Petrarch survived the Black Death in the 1340s, watched his friends die to plague and bandits, and said: our leaders are selfish and terrible. We need to raise them on the Roman classics so they’ll act like Cicero. So Europe poured money into finding ancient manuscripts, building libraries, and educating princes on classical virtues.
And those princes grew up and fought bigger, nastier wars than ever before.
But the libraries stuck around. The printing press made them accessible to everyone. And centuries later, some of the infrastructure built for one purpose ended up enabling completely different breakthroughs.
That’s the part that matters to me. Petrarch did not get the outcome he wanted on the timeline he wanted. But he helped create the conditions for outcomes he could not foresee.
# The Antidote to FOMO
The printing-press analogy suggests that LLMs will matter most not as standalone inventions, but as the foundation for a long reorganization of firms, professions, and institutions around cheap machine-generated cognition.
Their diffusion is likely to be uneven, delayed, and shaped by complements: skills, workflows, governance, infrastructure, and trust.

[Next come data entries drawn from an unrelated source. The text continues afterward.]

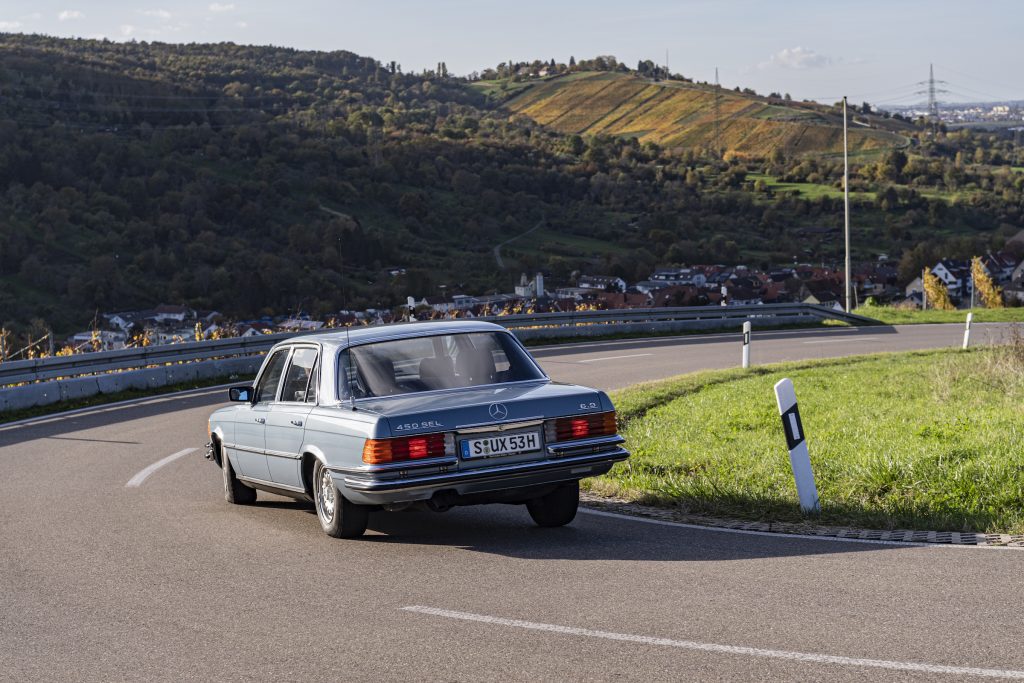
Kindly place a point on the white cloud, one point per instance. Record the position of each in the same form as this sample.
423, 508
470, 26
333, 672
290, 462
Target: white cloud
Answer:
797, 57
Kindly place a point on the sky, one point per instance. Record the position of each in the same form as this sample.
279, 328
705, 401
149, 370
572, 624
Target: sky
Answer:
870, 50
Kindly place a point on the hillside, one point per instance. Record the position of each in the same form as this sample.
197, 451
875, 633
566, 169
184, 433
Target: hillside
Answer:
266, 180
679, 115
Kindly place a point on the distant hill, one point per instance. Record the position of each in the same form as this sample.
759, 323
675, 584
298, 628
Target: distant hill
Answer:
676, 114
266, 180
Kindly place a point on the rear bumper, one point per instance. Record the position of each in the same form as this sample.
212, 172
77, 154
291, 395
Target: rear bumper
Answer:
365, 488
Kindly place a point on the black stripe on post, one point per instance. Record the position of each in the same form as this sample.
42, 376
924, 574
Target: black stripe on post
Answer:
794, 427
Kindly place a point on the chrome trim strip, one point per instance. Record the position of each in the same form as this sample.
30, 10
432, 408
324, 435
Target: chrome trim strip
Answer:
393, 467
579, 444
283, 454
540, 380
273, 484
534, 467
236, 446
478, 427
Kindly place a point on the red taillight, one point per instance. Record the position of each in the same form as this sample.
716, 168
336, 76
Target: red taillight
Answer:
582, 426
378, 451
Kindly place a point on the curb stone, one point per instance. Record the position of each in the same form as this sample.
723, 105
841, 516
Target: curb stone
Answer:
625, 507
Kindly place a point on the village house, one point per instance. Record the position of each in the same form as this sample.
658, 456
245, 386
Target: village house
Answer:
601, 283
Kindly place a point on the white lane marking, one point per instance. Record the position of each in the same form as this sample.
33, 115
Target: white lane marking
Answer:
721, 649
143, 474
615, 357
837, 341
780, 536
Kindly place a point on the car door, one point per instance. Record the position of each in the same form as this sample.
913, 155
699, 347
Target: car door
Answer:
285, 424
250, 428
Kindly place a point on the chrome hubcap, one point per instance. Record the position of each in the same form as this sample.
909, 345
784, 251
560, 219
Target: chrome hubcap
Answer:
326, 497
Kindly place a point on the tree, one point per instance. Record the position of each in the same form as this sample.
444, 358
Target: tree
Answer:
991, 296
938, 295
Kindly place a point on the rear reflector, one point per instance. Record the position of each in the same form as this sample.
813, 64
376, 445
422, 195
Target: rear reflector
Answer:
582, 426
379, 451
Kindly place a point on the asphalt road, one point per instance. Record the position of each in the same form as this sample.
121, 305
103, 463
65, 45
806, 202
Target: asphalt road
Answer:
163, 580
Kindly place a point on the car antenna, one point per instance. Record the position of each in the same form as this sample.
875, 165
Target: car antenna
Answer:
351, 360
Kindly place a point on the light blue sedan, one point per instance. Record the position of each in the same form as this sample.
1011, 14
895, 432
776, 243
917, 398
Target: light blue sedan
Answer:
430, 414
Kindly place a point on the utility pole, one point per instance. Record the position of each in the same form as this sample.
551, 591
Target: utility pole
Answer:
933, 107
924, 291
718, 116
846, 201
933, 103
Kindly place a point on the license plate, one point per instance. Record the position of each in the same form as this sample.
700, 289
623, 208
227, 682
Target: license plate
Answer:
501, 445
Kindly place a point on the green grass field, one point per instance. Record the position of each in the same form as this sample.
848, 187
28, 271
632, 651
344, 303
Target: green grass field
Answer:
891, 315
927, 440
809, 190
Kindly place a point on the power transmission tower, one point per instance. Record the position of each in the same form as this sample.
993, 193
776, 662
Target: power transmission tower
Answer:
933, 103
718, 116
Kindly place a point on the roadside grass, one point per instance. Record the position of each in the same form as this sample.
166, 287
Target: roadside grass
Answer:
922, 440
893, 315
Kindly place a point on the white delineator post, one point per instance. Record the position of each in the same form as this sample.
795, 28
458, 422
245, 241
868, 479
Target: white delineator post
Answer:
800, 460
747, 344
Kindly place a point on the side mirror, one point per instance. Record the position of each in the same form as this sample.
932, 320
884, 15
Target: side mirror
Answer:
241, 394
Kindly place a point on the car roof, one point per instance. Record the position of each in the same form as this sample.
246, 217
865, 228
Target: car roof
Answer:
363, 335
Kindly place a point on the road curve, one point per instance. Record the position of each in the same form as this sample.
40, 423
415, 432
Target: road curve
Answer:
99, 581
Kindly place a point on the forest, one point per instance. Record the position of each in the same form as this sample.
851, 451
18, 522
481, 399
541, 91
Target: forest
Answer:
265, 180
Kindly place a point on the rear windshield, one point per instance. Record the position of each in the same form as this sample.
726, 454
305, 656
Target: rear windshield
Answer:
426, 364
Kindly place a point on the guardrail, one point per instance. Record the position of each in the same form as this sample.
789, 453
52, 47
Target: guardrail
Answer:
59, 378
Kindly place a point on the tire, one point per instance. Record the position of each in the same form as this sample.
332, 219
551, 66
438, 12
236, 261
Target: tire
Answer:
339, 517
235, 492
557, 508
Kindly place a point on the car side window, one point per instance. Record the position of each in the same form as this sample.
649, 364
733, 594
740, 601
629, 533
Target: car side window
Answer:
298, 375
267, 387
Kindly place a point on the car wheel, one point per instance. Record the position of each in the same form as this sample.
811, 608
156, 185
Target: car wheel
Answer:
557, 508
235, 491
339, 517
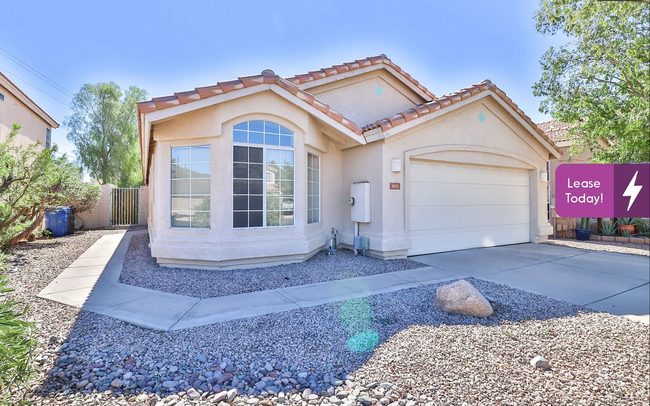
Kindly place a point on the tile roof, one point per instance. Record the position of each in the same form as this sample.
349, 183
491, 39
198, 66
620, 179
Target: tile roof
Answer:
557, 130
447, 100
160, 103
351, 66
35, 107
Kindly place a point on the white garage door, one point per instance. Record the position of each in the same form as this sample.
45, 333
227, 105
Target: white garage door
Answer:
455, 207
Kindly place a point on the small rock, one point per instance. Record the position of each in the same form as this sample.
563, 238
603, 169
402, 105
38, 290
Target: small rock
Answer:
463, 298
193, 394
219, 397
232, 393
366, 400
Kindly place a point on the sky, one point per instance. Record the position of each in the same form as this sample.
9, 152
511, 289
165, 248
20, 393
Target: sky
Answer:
167, 46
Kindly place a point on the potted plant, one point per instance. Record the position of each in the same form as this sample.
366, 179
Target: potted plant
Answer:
626, 224
584, 231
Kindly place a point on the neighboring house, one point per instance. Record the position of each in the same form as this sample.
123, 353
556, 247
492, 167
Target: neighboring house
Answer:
16, 107
259, 170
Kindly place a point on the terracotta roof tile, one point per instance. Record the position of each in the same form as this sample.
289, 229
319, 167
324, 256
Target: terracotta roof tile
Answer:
186, 97
358, 64
231, 85
40, 112
165, 101
462, 94
251, 80
207, 91
396, 120
410, 114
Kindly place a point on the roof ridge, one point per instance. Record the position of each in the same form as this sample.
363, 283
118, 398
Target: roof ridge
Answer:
447, 100
357, 64
178, 98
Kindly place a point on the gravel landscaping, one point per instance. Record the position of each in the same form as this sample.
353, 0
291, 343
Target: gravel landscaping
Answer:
618, 247
140, 269
393, 349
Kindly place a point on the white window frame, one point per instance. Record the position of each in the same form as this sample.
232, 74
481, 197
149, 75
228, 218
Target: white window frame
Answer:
264, 178
171, 195
320, 166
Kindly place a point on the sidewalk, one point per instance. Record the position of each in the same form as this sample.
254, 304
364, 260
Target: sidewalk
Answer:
91, 283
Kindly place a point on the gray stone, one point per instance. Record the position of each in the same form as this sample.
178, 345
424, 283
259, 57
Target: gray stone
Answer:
193, 394
463, 298
219, 397
366, 400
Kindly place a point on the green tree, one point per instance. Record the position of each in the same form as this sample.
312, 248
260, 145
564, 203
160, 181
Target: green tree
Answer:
104, 128
31, 181
600, 80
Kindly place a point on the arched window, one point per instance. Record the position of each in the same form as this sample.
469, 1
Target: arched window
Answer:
263, 175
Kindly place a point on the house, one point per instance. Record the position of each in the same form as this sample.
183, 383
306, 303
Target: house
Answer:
16, 107
260, 170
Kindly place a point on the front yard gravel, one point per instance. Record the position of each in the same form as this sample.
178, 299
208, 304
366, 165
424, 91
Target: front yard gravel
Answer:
140, 269
417, 355
607, 246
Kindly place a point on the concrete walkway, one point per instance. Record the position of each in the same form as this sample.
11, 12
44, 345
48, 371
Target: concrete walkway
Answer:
618, 286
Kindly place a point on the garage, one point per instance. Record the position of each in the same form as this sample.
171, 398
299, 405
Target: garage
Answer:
453, 206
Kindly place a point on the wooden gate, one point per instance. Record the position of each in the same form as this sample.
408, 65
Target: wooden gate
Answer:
125, 206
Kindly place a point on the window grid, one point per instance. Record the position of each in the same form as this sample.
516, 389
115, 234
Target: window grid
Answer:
190, 187
313, 189
271, 145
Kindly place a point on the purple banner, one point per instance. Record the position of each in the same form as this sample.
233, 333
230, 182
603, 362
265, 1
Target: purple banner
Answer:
602, 190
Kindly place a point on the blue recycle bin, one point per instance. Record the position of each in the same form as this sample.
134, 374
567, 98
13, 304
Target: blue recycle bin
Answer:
57, 221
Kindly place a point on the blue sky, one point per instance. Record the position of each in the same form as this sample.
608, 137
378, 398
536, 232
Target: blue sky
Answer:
166, 46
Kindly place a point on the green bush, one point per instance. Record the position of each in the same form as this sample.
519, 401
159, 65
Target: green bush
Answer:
609, 228
16, 345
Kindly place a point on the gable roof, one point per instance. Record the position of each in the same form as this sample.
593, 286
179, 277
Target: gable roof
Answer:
268, 77
20, 95
356, 65
442, 102
557, 130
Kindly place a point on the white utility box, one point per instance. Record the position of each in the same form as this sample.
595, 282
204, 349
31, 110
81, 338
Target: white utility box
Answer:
361, 205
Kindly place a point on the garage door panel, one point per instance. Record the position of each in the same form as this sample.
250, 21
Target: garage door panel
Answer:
462, 206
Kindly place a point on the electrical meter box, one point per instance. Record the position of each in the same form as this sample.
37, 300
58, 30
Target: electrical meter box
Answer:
361, 205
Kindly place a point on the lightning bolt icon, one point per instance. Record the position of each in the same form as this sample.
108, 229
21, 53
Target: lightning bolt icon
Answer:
632, 191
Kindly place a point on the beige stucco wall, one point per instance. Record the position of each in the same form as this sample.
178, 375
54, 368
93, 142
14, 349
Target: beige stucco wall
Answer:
458, 136
584, 157
357, 99
13, 111
220, 245
100, 216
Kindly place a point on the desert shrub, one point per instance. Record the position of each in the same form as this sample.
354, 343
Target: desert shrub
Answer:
16, 345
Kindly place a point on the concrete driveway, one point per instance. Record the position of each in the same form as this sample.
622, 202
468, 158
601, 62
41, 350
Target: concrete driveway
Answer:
615, 283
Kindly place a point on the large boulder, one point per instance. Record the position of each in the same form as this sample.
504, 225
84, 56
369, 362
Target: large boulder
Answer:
463, 298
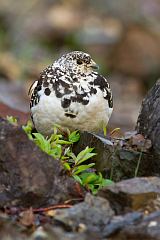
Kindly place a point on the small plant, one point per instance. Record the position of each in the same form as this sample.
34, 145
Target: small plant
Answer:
12, 120
60, 147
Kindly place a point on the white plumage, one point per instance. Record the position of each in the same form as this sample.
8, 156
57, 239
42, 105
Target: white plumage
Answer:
70, 93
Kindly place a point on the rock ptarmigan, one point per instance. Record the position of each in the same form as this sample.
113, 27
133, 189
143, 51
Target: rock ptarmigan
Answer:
71, 93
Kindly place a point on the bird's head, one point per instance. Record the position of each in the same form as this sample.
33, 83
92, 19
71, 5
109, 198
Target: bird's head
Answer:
77, 62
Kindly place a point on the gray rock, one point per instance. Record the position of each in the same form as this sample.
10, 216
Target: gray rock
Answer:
91, 215
148, 122
132, 194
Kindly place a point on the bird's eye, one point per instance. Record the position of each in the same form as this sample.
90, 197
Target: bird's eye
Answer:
79, 62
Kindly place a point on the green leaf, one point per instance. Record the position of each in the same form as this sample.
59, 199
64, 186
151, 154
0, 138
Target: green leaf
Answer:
66, 166
74, 137
89, 178
12, 120
42, 142
56, 152
63, 142
78, 179
28, 128
84, 155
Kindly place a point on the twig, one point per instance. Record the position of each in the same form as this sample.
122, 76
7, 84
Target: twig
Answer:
37, 210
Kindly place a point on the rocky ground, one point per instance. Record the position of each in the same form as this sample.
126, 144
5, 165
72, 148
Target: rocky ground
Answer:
38, 200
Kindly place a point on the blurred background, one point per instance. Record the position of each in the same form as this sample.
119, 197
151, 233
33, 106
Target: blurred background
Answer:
122, 36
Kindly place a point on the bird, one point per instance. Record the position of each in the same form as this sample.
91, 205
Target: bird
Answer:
71, 93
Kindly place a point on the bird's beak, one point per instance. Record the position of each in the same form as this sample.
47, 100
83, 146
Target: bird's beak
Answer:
93, 65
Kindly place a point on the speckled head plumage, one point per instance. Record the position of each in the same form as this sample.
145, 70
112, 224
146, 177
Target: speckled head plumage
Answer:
77, 62
71, 93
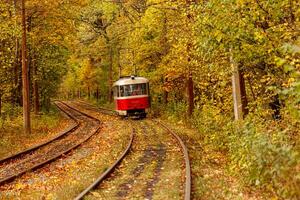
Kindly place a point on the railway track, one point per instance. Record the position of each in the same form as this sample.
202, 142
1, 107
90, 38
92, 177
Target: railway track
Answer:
35, 157
156, 148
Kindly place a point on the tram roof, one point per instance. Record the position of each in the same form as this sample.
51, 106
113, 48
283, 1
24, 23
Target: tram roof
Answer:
130, 80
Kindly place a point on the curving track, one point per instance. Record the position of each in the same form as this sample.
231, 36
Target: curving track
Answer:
155, 147
85, 127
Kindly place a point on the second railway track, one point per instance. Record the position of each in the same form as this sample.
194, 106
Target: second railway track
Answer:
16, 165
151, 145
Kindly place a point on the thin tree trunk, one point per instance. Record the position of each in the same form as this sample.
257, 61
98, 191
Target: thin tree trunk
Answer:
239, 92
110, 74
97, 93
26, 103
0, 104
36, 102
190, 85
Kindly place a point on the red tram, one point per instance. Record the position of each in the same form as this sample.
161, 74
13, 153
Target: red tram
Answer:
131, 95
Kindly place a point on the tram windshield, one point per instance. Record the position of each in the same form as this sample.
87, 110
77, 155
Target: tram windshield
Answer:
133, 89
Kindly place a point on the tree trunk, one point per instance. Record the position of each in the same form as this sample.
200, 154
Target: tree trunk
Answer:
0, 105
36, 102
239, 92
26, 103
190, 85
110, 74
97, 93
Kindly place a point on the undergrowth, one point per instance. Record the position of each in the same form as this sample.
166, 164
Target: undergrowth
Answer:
14, 139
263, 153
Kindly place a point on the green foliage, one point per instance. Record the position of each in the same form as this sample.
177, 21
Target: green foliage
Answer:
265, 159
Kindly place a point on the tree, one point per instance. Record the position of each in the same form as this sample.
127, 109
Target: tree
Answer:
25, 81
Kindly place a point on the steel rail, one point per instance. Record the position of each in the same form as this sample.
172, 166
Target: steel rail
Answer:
187, 194
52, 158
187, 191
108, 171
74, 127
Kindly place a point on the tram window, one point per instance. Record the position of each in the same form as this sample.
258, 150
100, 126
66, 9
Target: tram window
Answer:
134, 89
116, 91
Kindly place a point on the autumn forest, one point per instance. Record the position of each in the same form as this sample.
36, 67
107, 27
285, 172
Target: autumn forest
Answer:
224, 76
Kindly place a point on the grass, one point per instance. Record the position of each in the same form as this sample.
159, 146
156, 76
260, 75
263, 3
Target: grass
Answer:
68, 176
13, 138
136, 170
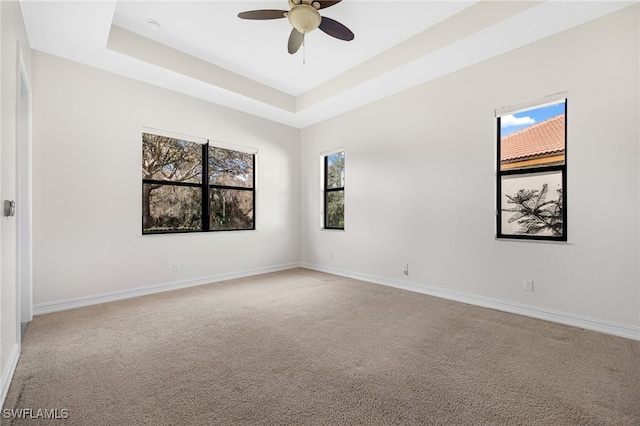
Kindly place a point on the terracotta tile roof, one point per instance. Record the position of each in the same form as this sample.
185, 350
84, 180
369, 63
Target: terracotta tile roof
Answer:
544, 138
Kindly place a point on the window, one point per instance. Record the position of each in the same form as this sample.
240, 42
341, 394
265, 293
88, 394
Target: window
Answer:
334, 191
191, 186
531, 178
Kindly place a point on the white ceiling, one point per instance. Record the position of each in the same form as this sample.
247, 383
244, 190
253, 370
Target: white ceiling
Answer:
204, 50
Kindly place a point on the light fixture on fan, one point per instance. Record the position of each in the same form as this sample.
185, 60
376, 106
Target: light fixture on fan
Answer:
304, 17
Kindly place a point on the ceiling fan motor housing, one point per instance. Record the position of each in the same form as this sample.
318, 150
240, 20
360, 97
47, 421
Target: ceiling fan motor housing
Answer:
304, 18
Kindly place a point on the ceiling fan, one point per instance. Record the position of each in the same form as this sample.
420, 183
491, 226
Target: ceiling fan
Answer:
304, 17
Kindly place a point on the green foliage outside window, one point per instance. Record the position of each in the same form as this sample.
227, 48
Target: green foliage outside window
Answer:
174, 184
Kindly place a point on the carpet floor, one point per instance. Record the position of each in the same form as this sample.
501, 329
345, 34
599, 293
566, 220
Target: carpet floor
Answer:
304, 347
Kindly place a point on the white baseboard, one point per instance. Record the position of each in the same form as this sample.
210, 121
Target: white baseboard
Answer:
616, 329
63, 305
7, 375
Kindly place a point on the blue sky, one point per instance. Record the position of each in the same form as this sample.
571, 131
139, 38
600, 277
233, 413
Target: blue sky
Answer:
521, 120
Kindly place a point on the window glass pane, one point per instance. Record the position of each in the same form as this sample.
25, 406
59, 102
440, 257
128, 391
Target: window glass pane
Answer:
532, 204
171, 159
230, 209
171, 208
335, 209
230, 168
335, 170
533, 138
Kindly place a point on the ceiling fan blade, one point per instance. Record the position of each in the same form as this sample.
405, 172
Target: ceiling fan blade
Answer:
325, 4
263, 14
336, 29
295, 40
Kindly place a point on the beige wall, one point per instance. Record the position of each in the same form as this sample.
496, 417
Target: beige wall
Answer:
88, 191
420, 182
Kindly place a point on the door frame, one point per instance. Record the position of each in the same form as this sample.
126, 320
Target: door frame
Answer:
24, 206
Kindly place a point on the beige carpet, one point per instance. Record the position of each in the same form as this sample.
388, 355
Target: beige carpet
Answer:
302, 347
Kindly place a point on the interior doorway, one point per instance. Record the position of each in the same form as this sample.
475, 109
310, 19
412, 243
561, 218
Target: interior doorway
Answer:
24, 278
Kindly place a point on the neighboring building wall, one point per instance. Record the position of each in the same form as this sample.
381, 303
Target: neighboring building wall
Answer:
420, 184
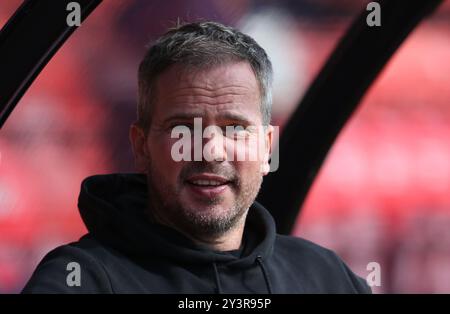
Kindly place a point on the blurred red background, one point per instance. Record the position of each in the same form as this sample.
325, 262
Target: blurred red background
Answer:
383, 194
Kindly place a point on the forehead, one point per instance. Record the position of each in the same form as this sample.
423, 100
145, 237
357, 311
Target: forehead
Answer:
227, 87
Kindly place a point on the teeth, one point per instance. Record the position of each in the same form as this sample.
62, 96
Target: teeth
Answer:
206, 182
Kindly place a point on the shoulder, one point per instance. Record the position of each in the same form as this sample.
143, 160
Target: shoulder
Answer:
71, 268
322, 266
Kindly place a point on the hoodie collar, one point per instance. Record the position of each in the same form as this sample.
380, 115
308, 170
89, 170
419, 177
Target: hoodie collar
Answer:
113, 209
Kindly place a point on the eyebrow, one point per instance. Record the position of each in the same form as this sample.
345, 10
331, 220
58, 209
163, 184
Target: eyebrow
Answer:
231, 116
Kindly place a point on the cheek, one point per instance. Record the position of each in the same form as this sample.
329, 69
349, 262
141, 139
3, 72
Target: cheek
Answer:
162, 161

So here’s what I tell myself when the FOMO hits:
Stop panicking about model releases. The model is the printing press—you don’t need to own it. You need to own the distribution network, the trust infrastructure, the context layer, the workflow integration.
The early adopters with the greatest long-term advantage won’t be the first to use LLMs. They’ll be the first to turn them into dependable systems of production.
For me, that means spending less time doomscrolling model launches and more time learning how to build reliable systems around them. Better evals. Better context. Better human handoffs. Better workflow fit.
Play the long game. The bubble is real, but the transformation is the decades-long project. That’s where the real value accrues: not in the hype, but in the slow, patient work of building the complements that make the technology actually work in the real world.
Inspired by Ada Palmer’s appearance on the Dwarkesh Podcast discussing her book “Inventing the Renaissance.”